Verification gates (evidence, not assertions): each library `dotnet test` green + `dotnet pack`
produces nupkgs @ 0.1.0; MxGateway `dotnet build src/MxGateway.sln` + `dotnet test` green.
## Build order
```
1. components/health/ + components/observability/ docs (spec first — drives the APIs)
2. ZB.MOM.WW.Health (3 pkgs) ─┐ parallelizable
3. ZB.MOM.WW.Telemetry (core: metrics+traces) ─┘
4. ZB.MOM.WW.Telemetry.Serilog (needs #3)
5. MxGateway MEL→Serilog migration (needs #4) ← the one sister-repo touch
6. Index/registry updates + GAPS cross-check
```
## Implementation tasks (native task IDs)
- #7 Build `ZB.MOM.WW.Health` library (3 packages)
- #8 Build `ZB.MOM.WW.Telemetry` library (2 packages)
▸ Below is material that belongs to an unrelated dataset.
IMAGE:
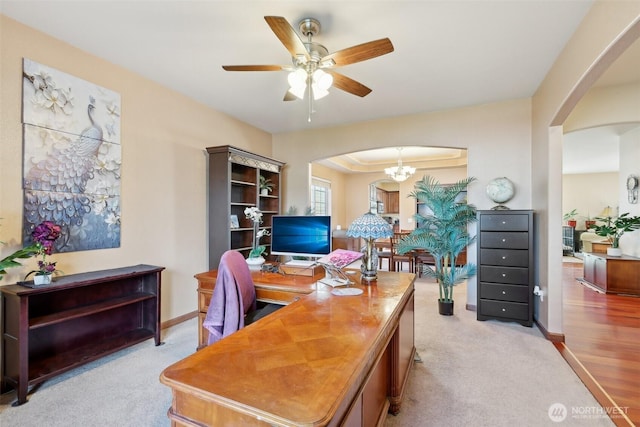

- #9 Migrate MxGateway logging MEL → shared Serilog (sister-repo) — blocked by #8
- #10 Author `components/health/` normalization docs
- #11 Author `components/observability/` normalization docs
Dependency: #9 blocked by #8 (needs `ZB.MOM.WW.Telemetry.Serilog`). Docs (#10/#11) precede the
libraries logically (spec drives API) but can be drafted in parallel from the captured current-state.